By GENE STOUT
Most of us drive what we drive.
There are plenty of modern-day transportation modules to get us from point A to point B in reasonable comfort and with at least some degree of pride.
Then there are cars that inspire, or simply scream, “Wow!” And many of them are from the distant past — the era of The Great Gatsby or Clark Gable or Princess Grace. Cars with opulent custom body work and amazing pedigree.
Dozens of such vintage cars gathered at the 10th annual US Bank Kirkland Concours d’Elegance Sunday, Sept. 9, at LeMay – America’s Car Museum in Tacoma.
It was the first time in the Concours’ decade-long history that the show was held at the LeMay Museum, which officially opened in June.
About 2,500 attended at about $30 a person, with a portion of the proceeds going to Seattle Children’s Hospital.
There are plenty of community car shows in the Northwest in the summer months, but none as prestigious as this.
A gorgeous, jet-black 1933 Marmon V-16 convertible coupe won best of show and two other awards at the event on the sprawling show field at LeMay.
Emcee Edward Herrman — the Emmy-nominated actor known for his portrayal of Franklin D. Roosevelt on TV, as well as a narrator on the History Channel — described the Marmon, owned by Aaron Weiss, as “an elegant and beautiful example of American coachwork and engineering,” an understatement for a car so stunning.
The Marmon also won the People’s Choice award and came in first in the Classic Car Club of America (early) class.

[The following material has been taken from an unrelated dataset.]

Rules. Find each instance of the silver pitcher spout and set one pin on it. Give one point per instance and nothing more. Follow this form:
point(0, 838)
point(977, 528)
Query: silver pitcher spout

Other prize winners and special display vehicles included a 1919 McFarlan Type 127 Touring, 1949 Buick Super convertible, 1947 Ferrari 166 Spyder Corsa, 1960 AC Ace Bristol, 1935 Buick 96S Sport Coupe, 1933 Chrysler C.L. Phaeton (LeBaron) and a 1928 Auburn Speedster.
The 1919 McFarlan, by the way, was originally owned by silent film star Wallace “Wally” Reid. The car is owned by the Fountainhead Museum of Fairbanks, Alaska.
In addition to vintage cars, the show included such historic hydroplanes as the Miss Tempo VI, Slo-mo-shun V and the Miss Century 21/Miss Thriftway, a four-time Gold Cup champion in the late ’50s and early ’60s.